As can be understood from the above description,
According to the present invention, in the depressurizing step in the differential circuit mode,
Since abnormal rise of the cross head is suppressed and depressurization is performed quickly, the depressurization process that prevents rattling is performed as in the normal circuit mode, and the one cycle time can be shortened.
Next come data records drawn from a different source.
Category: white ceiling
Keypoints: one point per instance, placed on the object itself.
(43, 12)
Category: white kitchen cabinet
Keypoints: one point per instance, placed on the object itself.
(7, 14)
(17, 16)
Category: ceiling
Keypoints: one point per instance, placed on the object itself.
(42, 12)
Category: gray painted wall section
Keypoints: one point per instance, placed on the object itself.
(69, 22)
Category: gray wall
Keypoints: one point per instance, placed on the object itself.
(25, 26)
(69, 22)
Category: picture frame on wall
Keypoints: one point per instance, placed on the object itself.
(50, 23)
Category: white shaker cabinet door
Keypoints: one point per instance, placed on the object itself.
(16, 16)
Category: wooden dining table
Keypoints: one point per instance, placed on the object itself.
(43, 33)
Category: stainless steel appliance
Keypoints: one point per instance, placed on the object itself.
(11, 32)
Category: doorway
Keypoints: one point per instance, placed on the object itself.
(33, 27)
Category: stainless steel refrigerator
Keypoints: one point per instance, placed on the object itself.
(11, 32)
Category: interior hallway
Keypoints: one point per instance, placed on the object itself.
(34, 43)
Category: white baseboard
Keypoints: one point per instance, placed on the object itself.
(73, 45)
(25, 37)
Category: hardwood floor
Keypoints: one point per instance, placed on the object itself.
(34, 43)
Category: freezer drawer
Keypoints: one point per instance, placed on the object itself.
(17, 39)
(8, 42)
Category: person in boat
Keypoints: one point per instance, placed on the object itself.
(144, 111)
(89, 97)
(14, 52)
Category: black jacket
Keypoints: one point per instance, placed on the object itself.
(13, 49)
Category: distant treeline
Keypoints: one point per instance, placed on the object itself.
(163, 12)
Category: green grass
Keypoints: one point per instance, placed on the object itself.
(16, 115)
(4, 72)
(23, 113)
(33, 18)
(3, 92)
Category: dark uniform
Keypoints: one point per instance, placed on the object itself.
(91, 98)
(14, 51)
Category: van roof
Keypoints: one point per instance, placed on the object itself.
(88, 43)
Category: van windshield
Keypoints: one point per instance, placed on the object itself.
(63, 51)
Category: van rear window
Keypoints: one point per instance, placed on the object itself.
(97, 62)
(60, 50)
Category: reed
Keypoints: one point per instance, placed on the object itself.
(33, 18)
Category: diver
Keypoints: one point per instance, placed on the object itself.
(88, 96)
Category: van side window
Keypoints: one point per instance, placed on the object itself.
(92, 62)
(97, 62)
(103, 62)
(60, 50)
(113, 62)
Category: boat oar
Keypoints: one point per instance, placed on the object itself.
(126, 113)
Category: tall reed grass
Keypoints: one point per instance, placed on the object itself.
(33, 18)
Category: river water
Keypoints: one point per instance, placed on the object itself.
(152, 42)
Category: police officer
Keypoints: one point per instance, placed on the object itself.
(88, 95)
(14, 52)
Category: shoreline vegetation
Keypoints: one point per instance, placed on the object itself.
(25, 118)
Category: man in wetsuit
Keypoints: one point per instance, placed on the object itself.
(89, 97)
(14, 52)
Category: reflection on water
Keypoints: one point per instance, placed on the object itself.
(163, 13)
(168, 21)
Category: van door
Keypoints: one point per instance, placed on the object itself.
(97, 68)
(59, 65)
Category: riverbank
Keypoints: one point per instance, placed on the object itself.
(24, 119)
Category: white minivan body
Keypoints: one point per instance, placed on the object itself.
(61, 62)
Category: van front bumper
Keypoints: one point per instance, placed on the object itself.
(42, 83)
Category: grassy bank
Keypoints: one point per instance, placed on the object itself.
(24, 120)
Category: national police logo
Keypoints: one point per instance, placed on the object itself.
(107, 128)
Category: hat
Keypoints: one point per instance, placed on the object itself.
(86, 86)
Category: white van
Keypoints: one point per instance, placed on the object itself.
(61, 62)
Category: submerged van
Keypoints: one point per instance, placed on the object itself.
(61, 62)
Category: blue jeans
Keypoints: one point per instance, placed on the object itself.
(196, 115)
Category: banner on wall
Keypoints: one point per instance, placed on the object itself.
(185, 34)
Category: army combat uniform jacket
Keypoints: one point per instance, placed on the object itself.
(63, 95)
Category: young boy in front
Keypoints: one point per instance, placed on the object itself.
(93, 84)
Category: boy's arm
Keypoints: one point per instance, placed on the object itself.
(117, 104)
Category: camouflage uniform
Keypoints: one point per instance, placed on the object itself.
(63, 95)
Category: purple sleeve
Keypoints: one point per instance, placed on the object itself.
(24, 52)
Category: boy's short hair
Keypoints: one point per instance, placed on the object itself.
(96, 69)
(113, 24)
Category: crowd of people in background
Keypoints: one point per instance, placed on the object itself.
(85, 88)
[Brief description of drawings]

FIG. 1 is a diagram showing a crosshead control device for a press according to an embodiment of the present invention.

FIG. 2 is a diagram showing the operation of one cycle of the cross head in the same manner.

FIG. 3 is a diagram showing the operation of one cycle of a conventional crosshead.

FIG. 4 is a diagram showing a conventional crosshead control device for a press.

[Explanation of symbols]

1: Press, 1a: Press frame, 1b: Crosshead, 1c: Main cylinder device, 1d: Lift cylinder device, 1e: Upper mold, 1f: Lower mold, 2: Main oil passage, 3: First
Branch oil passage (branch oil passage), 4: hydraulic pressure source, 5: open / close valve, 6:
Counter balance valve, 6a: Variable throttle valve, 7: Lift cylinder depressurizing valve, 8: Second branch oil passage, 9: Hydraulic pressure source switching valve, 10: Third branch oil passage, 11: Lift switching valve, 12 :
Main cylinder pressure relief valve, 12a: Variable throttle valve, 13:
First relief valve, 14: tank, 16: second relief valve, 20: material.

Claims (2)

[Claims] 1. A press frame, a crosshead that is vertically movable in the middle of the press frame, a main cylinder device that drives the crosshead to descend, a lift cylinder device that urges the crosshead to rise, and a main cylinder device. A differential that connects between the hydraulic source and the main cylinder device and the lift cylinder device is used by using a press that includes a main oil passage that connects the hydraulic source and a branch oil passage that connects the main oil passage and the lift cylinder device. Drain the main cylinder device with the main cylinder pressure release valve connected to the main oil passage during the depressurization process of the main cylinder device after sequentially performing the descending process, the pressurizing process and the pressurizing process on the crosshead in the circuit mode state. In addition, the lift cylinder device is drained through the lift cylinder pressure relief valve. Control method. 2. A press frame, a crosshead arranged to move up and down in the middle of the press frame, a main cylinder device for driving the crosshead downward, a lift cylinder device for urging the crosshead upward, and a main cylinder device. And a hydraulic source, a main oil passage connected to the main oil passage, a main cylinder pressure release valve having a communicating position for draining the main cylinder device and a shut-off position for shutting off the drain, the main oil passage and a lift cylinder device. A first branch oil passage for connecting to and a shutoff valve interposed in the first branch oil passage for switching between a differential circuit mode and a normal circuit mode, and a communication position connected to the lift cylinder device and draining the lift cylinder device. And a second branch oil passage provided with a lift cylinder pressure relief valve having a shutoff position for shutting off the drain. Crosshead controller.